Die Parteien des Verwaltungsverfahrens haben daher grundsätzlich die Kosten des Verfahrens selbst zu tragen; nur wenn das Materiengesetz dies vorsieht, findet ein Kostenersatz eines Beteiligten durch einen anderen Beteiligten statt.

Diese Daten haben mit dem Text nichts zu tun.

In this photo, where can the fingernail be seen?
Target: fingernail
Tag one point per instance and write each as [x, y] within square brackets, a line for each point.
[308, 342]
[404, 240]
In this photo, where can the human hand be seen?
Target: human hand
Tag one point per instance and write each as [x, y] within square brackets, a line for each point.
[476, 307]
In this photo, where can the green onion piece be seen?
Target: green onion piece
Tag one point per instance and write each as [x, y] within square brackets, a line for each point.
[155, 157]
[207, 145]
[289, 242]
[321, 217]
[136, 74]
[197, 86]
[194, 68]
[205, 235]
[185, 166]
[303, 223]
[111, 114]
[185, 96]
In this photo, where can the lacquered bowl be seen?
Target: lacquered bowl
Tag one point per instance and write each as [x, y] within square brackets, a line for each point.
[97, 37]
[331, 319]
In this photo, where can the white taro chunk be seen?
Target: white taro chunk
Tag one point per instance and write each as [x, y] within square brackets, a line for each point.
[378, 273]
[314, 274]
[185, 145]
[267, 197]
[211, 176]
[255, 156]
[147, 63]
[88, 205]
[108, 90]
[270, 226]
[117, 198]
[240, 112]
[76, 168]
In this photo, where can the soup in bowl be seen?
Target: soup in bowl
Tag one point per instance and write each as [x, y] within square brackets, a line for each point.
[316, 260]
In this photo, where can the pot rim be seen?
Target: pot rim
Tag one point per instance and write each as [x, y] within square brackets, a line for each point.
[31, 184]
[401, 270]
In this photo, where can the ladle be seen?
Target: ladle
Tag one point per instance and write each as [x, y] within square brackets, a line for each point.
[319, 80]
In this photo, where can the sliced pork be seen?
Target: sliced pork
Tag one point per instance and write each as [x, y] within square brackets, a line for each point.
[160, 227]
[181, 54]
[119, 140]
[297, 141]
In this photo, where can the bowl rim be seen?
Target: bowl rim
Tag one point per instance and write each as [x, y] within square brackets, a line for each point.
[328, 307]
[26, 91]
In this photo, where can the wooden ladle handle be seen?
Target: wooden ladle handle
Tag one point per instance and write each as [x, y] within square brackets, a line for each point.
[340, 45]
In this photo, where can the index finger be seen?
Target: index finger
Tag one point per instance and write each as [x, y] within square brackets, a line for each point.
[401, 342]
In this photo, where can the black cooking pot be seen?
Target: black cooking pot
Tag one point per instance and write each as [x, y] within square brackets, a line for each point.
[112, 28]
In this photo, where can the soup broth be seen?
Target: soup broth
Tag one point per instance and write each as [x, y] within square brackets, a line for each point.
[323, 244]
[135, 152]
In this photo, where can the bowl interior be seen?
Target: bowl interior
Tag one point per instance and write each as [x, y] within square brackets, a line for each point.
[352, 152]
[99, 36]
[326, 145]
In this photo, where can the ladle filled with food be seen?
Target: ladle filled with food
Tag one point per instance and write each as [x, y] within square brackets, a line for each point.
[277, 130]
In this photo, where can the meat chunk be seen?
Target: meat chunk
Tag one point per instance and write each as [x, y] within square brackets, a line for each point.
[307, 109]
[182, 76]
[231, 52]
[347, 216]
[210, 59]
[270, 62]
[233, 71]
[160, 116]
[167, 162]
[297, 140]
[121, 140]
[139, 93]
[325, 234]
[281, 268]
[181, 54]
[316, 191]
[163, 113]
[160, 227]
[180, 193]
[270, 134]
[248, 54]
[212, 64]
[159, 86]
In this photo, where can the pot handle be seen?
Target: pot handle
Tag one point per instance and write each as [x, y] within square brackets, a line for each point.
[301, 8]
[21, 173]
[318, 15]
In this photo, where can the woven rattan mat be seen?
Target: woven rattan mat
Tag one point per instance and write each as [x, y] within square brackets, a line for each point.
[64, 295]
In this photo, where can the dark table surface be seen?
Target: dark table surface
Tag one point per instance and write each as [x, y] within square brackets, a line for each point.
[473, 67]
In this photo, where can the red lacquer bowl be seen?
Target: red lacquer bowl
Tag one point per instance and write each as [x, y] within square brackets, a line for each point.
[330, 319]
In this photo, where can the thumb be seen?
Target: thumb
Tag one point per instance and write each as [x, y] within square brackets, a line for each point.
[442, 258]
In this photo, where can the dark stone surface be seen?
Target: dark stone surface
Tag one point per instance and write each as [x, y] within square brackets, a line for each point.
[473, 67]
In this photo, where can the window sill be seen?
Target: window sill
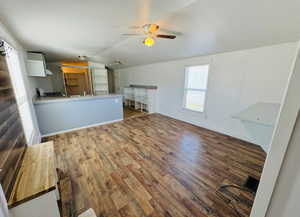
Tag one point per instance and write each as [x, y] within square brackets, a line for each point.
[191, 110]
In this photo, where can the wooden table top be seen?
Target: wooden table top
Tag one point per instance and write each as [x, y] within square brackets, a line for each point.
[36, 176]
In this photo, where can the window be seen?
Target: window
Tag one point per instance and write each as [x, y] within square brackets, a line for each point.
[195, 87]
[16, 75]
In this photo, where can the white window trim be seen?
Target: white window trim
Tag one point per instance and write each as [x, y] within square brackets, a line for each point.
[195, 89]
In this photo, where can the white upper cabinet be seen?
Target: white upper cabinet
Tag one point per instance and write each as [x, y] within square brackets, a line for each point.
[36, 65]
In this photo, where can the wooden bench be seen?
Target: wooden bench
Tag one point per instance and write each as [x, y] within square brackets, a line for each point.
[35, 192]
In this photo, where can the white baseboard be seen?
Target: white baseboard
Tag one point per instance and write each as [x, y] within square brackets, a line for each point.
[80, 128]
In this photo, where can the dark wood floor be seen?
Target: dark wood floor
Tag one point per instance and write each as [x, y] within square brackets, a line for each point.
[157, 166]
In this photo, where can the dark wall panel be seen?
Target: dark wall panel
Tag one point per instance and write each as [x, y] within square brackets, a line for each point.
[12, 139]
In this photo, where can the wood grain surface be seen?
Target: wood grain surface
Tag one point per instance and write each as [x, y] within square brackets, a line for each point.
[37, 174]
[12, 139]
[156, 166]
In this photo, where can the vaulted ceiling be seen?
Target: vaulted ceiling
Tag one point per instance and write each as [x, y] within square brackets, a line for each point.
[64, 29]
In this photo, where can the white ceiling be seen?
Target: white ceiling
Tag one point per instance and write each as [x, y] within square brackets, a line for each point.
[68, 28]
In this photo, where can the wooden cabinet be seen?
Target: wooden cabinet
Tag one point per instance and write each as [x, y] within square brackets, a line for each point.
[99, 78]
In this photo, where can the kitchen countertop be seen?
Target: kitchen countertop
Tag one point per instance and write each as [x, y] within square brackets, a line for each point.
[41, 100]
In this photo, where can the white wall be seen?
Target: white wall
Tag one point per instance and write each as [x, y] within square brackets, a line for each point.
[236, 81]
[3, 204]
[35, 136]
[57, 77]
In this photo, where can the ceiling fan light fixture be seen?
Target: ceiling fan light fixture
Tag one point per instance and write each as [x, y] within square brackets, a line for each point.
[149, 41]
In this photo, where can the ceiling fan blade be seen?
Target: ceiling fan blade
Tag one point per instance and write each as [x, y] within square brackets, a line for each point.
[166, 36]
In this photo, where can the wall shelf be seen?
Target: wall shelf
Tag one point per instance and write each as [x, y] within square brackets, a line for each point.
[260, 113]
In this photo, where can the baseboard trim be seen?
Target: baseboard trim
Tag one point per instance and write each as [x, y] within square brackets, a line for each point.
[80, 128]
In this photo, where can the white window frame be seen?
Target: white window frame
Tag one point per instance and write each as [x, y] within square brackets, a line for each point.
[194, 89]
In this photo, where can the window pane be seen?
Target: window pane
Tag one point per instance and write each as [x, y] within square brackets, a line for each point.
[195, 100]
[197, 76]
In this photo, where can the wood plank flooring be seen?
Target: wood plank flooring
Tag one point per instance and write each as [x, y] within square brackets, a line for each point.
[157, 166]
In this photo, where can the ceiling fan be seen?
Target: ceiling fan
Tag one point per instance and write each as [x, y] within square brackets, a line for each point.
[150, 30]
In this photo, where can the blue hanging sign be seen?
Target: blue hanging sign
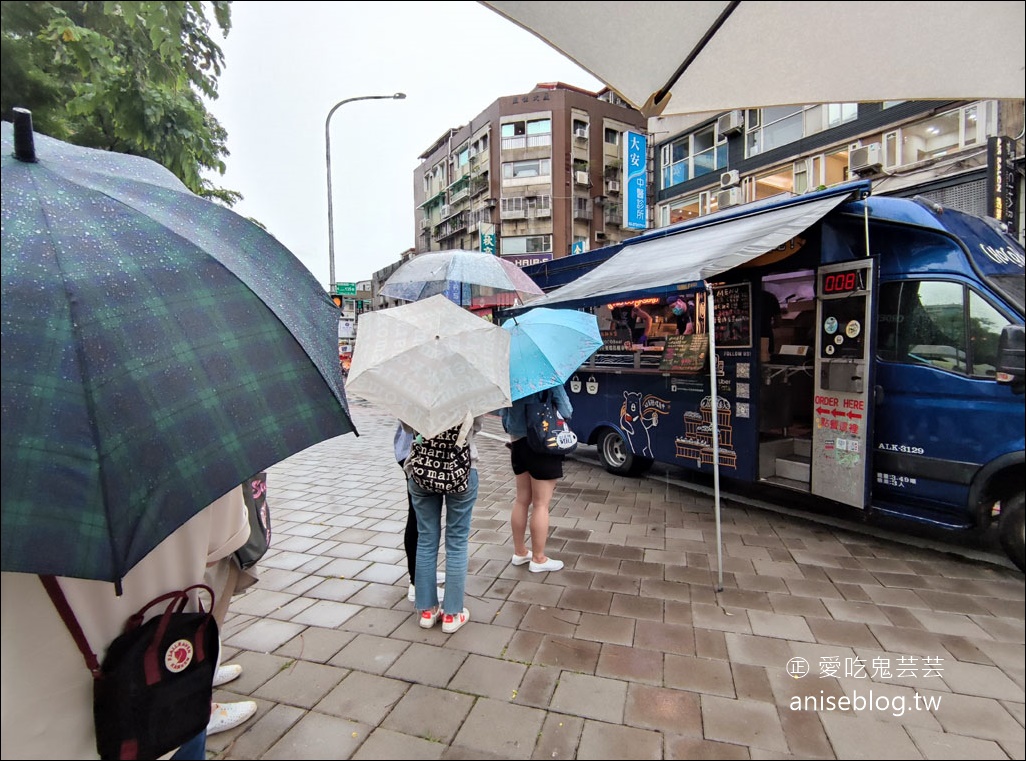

Ohne diesen Verweis im § 74 Abs. 2 AVG in diesem Zusammenhang zu erwähnen, wollen die Beschwerdeführer ihren Kostenersatzanspruch aus § 20 Abs. 9 ROG ableiten. § 20 ROG regelt die Vorbehaltsflächen; nach dessen Abs. 2 hat der Antragsberechtigte, wenn das Grundstück dem Eigentümer nicht abgekauft werden kann oder eine Einigung über die Gegenleistung nicht erzielt wird, einen Antrag auf Enteignung zu stellen. Die Abs. 9 bis 11 dieser Bestimmung lauten:
"(9) Der Antragsteller hat den Antragsgegner für alle durch die Enteignung verursachten vermögensrechtlichen Nachteile schadlos zu halten. Der entgangene Gewinn und der Wert der besonderen Vorliebe sind nicht zu ersetzen.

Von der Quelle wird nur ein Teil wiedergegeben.